Scripting with Go: a 400-line Git client that can create a repo and push itself to GitHub

July 2023

Go to: Tech summary | Error handling | Performance | vs Python | Conclusion

A few years ago I wrote pygit, a small Python program that’s just enough of a Git client to create a repository, add some commits, and push itself to GitHub.

I wanted to compare what it would look like in Go, to see if it was reasonable to write small scripts in Go – quick ’n’ dirty code where performance isn’t a big deal, and stack traces are all you need for error handling.

The result is gogit, a 400-line Go program that can initialise a repository, commit, and push to GitHub. It’s written in ordinary Go … except for error handling, which is just too verbose in idiomatic Go to work well for scripting (more on that below).

Technical summary

I won’t go into detail about how Git works here (there’s a bit more in my pygit article), suffice to say that the Git data model is pretty neat. It uses a simple file-based object store in .git/objects, where each object has a 40-character hash and can be a commit, a tree (directory listing), or a blob (committed file). That’s it – the gogit code to write commits, trees, and blobs is about 50 lines.

I’ve implemented even less than pygit: only init, commit, and push. Gogit doesn’t even support the index (staging area), so instead of gogit add, you just gogit commit with the list of paths you want to commit each time. As pygit’s code shows, dealing with the index is messy. It’s also unnecessary, and I wanted gogit to be an exercise in minimalism.

Gogit also drops the commands cat-file, hash-object, and diff – those aren’t required for committing and pushing to GitHub. I did use Git’s cat-file during debugging, however.

Here are the commands I used to create the repo, commit, and push to GitHub (note the use of go run to compile and execute the “script”):

# Initialise the repo
$ go run . init

# Make the first commit (other commits are similar)
$ export GIT_AUTHOR_NAME='Ben Hoyt'
$ export GIT_AUTHOR_EMAIL=benhoyt@gmail.com
$ go run . commit -m 'Initial commit' gogit.go go.mod LICENSE.txt
commited 0580a17 to master

# Push updates to GitHub
$ export GIT_USERNAME=benhoyt
$ export GIT_PASSWORD=...
$ go run . push https://github.com/benhoyt/gogit
updating remote master from 0000000 to 0580a17 (5 objects)

Error handling

The verbosity of Go’s error handling has been much-maligned.
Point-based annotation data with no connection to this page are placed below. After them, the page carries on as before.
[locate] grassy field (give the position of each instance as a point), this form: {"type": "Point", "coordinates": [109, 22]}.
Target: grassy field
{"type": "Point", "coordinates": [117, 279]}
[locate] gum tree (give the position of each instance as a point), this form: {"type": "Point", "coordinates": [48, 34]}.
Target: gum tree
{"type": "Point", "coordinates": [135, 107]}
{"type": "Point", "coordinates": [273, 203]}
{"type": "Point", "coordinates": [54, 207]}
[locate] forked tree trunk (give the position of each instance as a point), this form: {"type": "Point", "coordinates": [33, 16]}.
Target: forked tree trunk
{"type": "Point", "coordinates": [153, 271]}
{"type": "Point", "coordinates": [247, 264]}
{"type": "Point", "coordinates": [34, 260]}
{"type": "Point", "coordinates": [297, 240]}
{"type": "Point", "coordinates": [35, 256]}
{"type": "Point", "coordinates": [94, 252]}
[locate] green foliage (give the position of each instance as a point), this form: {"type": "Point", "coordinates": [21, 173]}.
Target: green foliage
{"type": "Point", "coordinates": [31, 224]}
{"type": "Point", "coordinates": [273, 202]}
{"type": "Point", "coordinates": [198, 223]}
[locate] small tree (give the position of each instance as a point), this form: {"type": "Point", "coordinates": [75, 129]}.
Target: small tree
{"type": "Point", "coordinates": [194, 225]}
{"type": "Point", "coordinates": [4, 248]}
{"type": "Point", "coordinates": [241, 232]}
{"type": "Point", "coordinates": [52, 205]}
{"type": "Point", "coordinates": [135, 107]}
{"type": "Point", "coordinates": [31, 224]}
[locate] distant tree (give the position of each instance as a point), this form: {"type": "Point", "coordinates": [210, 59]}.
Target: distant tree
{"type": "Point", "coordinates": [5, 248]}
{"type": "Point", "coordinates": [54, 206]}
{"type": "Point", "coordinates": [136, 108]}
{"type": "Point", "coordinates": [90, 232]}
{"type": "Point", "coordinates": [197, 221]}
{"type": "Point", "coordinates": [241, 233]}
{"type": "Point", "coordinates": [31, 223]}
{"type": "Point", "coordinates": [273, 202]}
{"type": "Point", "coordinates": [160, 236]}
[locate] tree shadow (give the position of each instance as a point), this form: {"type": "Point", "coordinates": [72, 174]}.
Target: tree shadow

It’s simple and explicit, but every call to a function that may fail takes an additional three lines of code to handle the error:

mode, err := strconv.ParseInt(modeStr, 8, 64)
if err != nil {
    return err
}

It’s not as big a deal when writing production code, because then you want more control over error handling anyway – nicely-wrapped errors, or human-readable messages, for example:

mode, err := strconv.ParseInt(modeStr, 8, 64)
if err != nil {
    return fmt.Errorf("mode must be an octal number, not %q", modeStr)
}

In a simple script, however, all the error handling you need is to show a message, print a stack trace, and exit the program. That’s what happens in Python when you don’t catch exceptions, and it’s easy to emulate in Go with a couple of helper functions:

func check0(err error) {
    if err != nil {
        panic(err)
    }
}

func check[T any](value T, err error) T {
    if err != nil {
        panic(err)
    }
    return value
}

func assert(cond bool, format string, args ...any) {
    if !cond {
        panic(fmt.Sprintf(format, args...))
    }
}

Now that Go has generics you can easily define a check function which returns a result. However, you still need variants based on the number of results returned. Normally this is zero or one, with one being most common, so I’ve named that variant just check, and the zero-results one check0. I’ve also defined assert, which takes a boolean and a formatted message instead of an error.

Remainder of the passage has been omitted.